​Le passage du régime de Joseph Kabila à celui de Félix Tshisekedi ne représente pas seulement une alternance démocratique, mais une véritable rupture tectonique dans l'architecture sécuritaire de l'Afrique des Grands Lacs. L'analyse de Julien Paluku met en exergue une hypothèse troublante mais étayée : durant près de deux décennies, la gestion des crises à l'Est, de l'opération Umoja Wetu en janvier 2009 à la fausse reddition de Bosco Ntaganda en mars 2013, n'aurait été qu'une chorégraphie de façade. En examinant le sabotage politique de la victoire militaire de 2013 contre le M23, où les FARDC furent freinées par une diplomatie de l'ombre au profit des accords de Nairobi de 2014, on comprend que la survie du système Kabila reposait sur un équilibre précaire de « ni guerre, ni paix » avec Paul Kagame. Les sanctions récentes du Trésor américain contre l'entourage de l'ancien président agissent ici comme un révélateur chimique : elles valident l'hypothèse d'une collusion structurelle où l'insécurité servait de rente économique et politique, transformant la souveraineté congolaise en une monnaie d'échange confidentielle.

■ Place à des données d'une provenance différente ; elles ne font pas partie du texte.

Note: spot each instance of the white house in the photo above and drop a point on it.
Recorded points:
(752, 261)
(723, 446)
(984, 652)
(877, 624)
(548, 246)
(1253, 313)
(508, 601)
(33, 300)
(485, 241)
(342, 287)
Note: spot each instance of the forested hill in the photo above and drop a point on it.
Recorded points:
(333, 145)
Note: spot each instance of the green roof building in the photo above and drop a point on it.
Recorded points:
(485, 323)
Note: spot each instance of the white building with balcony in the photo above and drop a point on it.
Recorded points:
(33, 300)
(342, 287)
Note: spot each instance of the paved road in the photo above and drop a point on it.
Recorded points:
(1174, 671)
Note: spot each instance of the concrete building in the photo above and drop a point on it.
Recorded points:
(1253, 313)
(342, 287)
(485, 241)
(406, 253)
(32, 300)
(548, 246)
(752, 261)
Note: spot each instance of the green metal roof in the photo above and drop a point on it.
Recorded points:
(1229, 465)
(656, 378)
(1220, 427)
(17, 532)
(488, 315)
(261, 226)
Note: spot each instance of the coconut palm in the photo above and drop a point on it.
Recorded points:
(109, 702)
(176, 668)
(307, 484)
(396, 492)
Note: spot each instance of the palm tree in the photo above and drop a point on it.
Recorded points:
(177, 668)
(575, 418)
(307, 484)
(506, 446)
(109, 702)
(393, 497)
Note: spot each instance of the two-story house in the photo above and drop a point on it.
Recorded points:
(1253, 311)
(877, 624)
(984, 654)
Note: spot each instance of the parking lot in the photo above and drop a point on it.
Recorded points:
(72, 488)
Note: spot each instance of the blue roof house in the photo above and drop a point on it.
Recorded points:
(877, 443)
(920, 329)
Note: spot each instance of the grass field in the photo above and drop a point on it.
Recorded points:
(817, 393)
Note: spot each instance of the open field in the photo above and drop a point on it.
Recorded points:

​Cette dynamique de « trahison systémique » se heurte aujourd'hui au paradigme de rupture imposé par Félix Tshisekedi, lequel a choisi de briser le miroir des faux-semblants diplomatiques pour exposer les circuits de financement occulter liant les intérêts privés aux ambitions hégémoniques régionales. En évoquant le destin de Jonas Savimbi, l'analyse de Paluku pose une réflexion cruciale sur la fin de cycle des « proxys » politiques : une fois que les réseaux de blanchiment de capitaux et de déstabilisation sont mis à nu par la clarté de l'administration actuelle, les anciens alliés deviennent des passifs encombrants pour la communauté internationale. L'enjeu dépasse désormais la simple confrontation militaire ; il s'agit d'une bataille pour la mémoire et la conscience nationale. En ralliant la population derrière une ligne de front diplomatique et militaire unifiée, le leadership de Tshisekedi tente de refermer définitivement l'ère des « arrangements à la congolaise » pour restaurer l'autorité de l'État sur chaque centimètre carré du territoire, marquant ainsi la fin de l'impunité pour ceux qui ont longtemps sacrifié le sang du peuple sur l'autel de pactes secrets.